IA-32 Intel® Architecture Optimization
2-46
Aliasing Cases in the Pentium M Processor
Pentium M, Intel Core Solo and Intel Core Duo processors have the
following aliasing case:
Store forwarding - If there has been a store to an address followed
by a load to the same address within a short time window, the load
will not proceed until the store data is available. If a store is
followed by a load where their addresses differ by a multiply of 4K
Bytes the load also stalls until the store retires.
Assembly/Compiler Coding Rule 25. (H impact, MH generality) Lay out
data or order computation to avoid having cache lines that have linear
addresses that are a multiple of 64 KB apart in the same working set. Avoid
having more than 4 cache lines that are some multiple of 2 KB apart in the
same first-level cache working set, and avoid having more than eight cache
lines that are some multiple of 4 KB apart in the same first-level cache working
set. Avoid having a store followed by a non-dependent load with addresses that
differ by a multiple of 4 KB.
When declaring multiple arrays that are referenced with the same index
and are each a multiple of 64 KB (as can happen with
struct_of_array data layouts), pad them to avoid declaring them
contiguously. Padding can be accomplished by either intervening
declarations of other variables, or by artificially increasing the
dimension.
User/Source Coding Rule 4. (H impact, ML generality) Consider using a
special memory allocation library to avoid aliasing.

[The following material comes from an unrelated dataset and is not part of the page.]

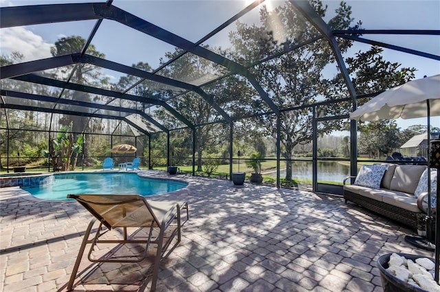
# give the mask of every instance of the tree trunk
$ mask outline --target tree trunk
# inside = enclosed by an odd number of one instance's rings
[[[286,180],[292,180],[292,151],[286,149]]]
[[[202,171],[201,169],[201,149],[200,147],[197,148],[197,169],[196,171]]]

One way to implement a memory allocator to avoid aliasing is to
allocate more than enough space and pad. For example, allocate
structures that are 68 KB instead of 64 KB to avoid the 64 KB aliasing;
or have the allocator pad and return random offsets that are a multiple of
128 Bytes (the size of a cache line).
User/Source Coding Rule 5. (M impact, M generality) When padding
variable declarations to avoid aliasing, the greatest benefit comes from
avoiding aliasing on second-level cache lines, suggesting an offset of 128 bytes
or more.